Naturally, there were conflicts and all was not wine, roses, fresh cheese and orgies. In fact, we hardly had any of the latter but cracks in mutual understandings did lead to breakups. That said, there were new people and the beginnings of new relationships.

An artist from Ireland was one of the new house members and on a Christmas Eve, although she was looking forward to the arrival of her brother, she went along with everyone to a party in a house nearby. An hour after they'd left I answered the door to a youngish bearded guy wearing a long coat and a very big smile who made a bee-line to a velvet upholstered tank chair. Returning from the kitchen with snacks I noticed he'd put a lampshade on his head. "Poor Geraldine", I thought, "She has a crazy person for a brother." He sat quietly holding his wine glass and another hour slipped by before everybody returned home. They'd met brother Don on the way to the party so he'd been with them all the time. 'Who's that?' somebody said, pointing to the lampshade man. He left soon after.
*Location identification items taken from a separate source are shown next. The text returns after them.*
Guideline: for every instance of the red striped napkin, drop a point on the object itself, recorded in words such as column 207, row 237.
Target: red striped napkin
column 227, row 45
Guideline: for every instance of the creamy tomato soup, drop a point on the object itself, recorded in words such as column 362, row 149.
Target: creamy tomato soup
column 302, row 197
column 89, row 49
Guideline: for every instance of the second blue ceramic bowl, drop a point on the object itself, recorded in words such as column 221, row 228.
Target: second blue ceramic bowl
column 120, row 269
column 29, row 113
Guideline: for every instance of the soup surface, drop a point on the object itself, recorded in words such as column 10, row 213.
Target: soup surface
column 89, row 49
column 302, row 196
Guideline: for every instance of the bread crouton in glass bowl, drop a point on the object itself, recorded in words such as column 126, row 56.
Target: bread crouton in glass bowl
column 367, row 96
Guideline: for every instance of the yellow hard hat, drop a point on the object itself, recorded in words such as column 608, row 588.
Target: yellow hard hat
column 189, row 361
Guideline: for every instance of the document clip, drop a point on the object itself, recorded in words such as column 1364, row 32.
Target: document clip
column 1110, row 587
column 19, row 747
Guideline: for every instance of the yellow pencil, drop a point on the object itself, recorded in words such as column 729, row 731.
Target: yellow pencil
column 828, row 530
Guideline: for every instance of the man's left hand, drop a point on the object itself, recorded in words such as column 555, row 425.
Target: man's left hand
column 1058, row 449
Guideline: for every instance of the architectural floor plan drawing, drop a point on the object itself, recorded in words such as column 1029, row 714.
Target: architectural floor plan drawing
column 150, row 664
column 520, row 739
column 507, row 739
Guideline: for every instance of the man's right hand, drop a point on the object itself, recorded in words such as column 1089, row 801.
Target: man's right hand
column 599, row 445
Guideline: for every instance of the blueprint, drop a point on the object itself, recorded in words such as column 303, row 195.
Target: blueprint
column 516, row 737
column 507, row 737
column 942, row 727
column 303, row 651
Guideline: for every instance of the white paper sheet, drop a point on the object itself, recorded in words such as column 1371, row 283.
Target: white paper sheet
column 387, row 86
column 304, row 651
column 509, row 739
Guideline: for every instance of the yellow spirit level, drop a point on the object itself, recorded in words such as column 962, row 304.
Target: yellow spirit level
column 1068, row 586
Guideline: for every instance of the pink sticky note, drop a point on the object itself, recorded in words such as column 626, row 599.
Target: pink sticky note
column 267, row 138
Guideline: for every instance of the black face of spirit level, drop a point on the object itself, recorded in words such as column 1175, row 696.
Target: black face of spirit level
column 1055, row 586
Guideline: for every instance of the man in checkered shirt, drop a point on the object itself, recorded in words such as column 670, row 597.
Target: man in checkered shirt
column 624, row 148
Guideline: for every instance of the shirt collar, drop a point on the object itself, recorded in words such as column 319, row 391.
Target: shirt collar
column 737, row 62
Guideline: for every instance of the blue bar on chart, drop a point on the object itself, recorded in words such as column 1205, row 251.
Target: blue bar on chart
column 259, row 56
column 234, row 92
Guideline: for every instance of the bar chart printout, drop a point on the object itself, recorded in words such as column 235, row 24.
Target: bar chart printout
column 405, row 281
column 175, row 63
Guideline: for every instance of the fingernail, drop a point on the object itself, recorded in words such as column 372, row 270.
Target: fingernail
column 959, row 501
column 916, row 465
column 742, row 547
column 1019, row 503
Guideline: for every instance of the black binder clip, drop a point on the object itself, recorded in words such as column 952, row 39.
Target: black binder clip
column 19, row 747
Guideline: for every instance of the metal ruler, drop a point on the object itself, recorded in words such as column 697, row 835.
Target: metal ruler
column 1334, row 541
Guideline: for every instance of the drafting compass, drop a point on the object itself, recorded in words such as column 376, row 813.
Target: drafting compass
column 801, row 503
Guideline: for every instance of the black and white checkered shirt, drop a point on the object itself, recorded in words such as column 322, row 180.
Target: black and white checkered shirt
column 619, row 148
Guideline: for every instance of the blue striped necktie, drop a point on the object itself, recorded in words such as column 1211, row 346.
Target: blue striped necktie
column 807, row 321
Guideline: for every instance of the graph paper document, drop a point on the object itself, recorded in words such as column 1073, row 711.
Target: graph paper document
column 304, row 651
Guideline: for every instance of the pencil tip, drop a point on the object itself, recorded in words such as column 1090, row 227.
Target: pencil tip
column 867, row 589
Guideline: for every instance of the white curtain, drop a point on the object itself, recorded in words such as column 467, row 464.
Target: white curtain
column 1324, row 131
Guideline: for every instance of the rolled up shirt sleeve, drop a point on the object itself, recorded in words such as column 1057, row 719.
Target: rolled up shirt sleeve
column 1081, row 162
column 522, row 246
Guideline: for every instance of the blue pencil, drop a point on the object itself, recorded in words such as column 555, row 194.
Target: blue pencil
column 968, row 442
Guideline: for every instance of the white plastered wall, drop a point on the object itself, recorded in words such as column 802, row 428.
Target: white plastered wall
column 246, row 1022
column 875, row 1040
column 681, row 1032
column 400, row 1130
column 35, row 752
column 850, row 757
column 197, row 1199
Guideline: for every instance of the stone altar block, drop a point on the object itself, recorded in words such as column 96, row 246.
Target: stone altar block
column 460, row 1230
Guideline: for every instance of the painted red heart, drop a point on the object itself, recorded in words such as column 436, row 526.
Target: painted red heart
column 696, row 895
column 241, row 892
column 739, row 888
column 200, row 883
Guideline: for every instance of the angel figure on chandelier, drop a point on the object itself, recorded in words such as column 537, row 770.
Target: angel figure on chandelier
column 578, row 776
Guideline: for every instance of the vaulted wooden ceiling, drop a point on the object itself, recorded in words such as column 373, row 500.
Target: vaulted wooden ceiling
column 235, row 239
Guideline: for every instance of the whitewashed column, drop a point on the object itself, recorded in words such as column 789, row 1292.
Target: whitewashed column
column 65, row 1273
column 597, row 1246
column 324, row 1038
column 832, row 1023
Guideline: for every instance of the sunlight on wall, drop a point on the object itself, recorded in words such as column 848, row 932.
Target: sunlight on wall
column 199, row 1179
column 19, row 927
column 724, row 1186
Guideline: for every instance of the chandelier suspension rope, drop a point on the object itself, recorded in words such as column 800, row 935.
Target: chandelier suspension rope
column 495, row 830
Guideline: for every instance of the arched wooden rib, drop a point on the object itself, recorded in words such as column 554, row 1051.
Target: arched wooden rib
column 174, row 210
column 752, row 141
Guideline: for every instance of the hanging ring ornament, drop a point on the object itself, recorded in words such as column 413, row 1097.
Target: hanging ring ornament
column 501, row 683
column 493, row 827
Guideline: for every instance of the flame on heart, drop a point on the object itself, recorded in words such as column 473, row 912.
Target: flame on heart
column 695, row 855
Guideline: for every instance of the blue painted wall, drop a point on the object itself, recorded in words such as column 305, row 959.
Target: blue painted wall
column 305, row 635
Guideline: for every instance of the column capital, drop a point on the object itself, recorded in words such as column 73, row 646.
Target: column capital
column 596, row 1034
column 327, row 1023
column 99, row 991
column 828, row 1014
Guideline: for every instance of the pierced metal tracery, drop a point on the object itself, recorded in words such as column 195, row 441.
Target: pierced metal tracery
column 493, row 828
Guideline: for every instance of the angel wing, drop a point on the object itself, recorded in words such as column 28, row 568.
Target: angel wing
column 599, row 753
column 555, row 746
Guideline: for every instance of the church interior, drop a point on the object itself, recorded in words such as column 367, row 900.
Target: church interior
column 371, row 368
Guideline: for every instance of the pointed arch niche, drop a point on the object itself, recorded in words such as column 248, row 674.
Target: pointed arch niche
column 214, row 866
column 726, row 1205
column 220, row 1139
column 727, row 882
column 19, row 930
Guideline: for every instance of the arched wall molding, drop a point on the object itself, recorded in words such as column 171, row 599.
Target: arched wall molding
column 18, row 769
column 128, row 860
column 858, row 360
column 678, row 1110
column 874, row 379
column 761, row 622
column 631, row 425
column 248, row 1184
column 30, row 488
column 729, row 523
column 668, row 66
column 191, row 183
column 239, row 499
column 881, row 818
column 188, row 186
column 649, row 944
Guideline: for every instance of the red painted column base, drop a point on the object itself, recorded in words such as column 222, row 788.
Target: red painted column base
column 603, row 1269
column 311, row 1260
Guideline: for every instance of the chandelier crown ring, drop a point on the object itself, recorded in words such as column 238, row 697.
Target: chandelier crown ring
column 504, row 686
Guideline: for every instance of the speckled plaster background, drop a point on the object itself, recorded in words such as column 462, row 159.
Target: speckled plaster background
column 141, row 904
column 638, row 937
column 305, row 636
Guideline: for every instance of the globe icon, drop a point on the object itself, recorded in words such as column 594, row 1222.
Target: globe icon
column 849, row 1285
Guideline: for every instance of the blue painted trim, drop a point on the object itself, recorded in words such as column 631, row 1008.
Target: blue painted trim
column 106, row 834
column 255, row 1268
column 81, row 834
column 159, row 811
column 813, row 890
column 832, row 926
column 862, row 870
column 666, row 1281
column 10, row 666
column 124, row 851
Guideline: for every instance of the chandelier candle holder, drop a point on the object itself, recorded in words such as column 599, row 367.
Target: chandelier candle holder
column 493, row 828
We kept a vegetarian household because it made cooking simpler. There were usually eight adults and one child living in the house but evening meals around our huge dining table often fed twice or more that number. We'd got rid of all the post Victorian furniture, sawed down the legs of the table, painted the walls, sanded and finished the floors and had made a project of sewing several dozen large cushions that served as main floor furniture. Things like looms, spinning wheels, dyeing equipment, musical instruments, quilting frames, movie projectors and screens came and went but the creative environment stayed. There was always music.

One morning I was having my usual early soak and read in the bathtub, a time I could usually count on being alone and quiet, when someone tapped at the door and came in. This wasn't in itself unusual since we did share one bathroom and were pretty used to brushing our teeth and peeing while someone else was using the tub but I didn't know the guy who'd entered this time. He was pleasant and said 'good morning'. Somebody else came in right after and before I could start counting there was a steady stream of strangers coming into the bathroom carrying towels and toothbrushes saying 'hellos' and 'how-are-you's' and 'nice day, isn't it's?' and talking and laughing amongst themselves while my bath water cooled and my bubbles popped out of existence. When a guy came in saying he really needed to take a shit I finally put my water logged foot down and asked him to go out, close the door and wait for two more minutes. Quickly drying off and putting my robe on I opened the door to find a group of people I'd never met standing on the landing and lined up all the way down the main stairs. It turned out they were members of a rock band entourage whose buses had arrived outside of Armadillo Arms late the previous night. You just never knew who was going to show up or when.

The few years we spent together passed quickly with people coming, going and returning and the whole seeming as though it would always be. Geraldine married Alan, a sculptor who'd arrived with us from Montreal and their first child was born in the house. I'd never expected to be a midwife but that's another thing that happened and perhaps another story.

Toward the end of the time we lived there an eclipse of the full moon was expected but a week of heavy rains had made it unlikely to be visible in Vancouver. Long past midnight I awoke hearing someone playing guitar. Through the open window I saw the first shadow of the earth touch the moon and heard my friends voices murmuring on the porch roof below. Although I could have gone down to join them time I couldn't look away. Time seemed to have stopped as I stood there entranced. Music played, friends laughed quietly and the heavens danced their eternal waltz.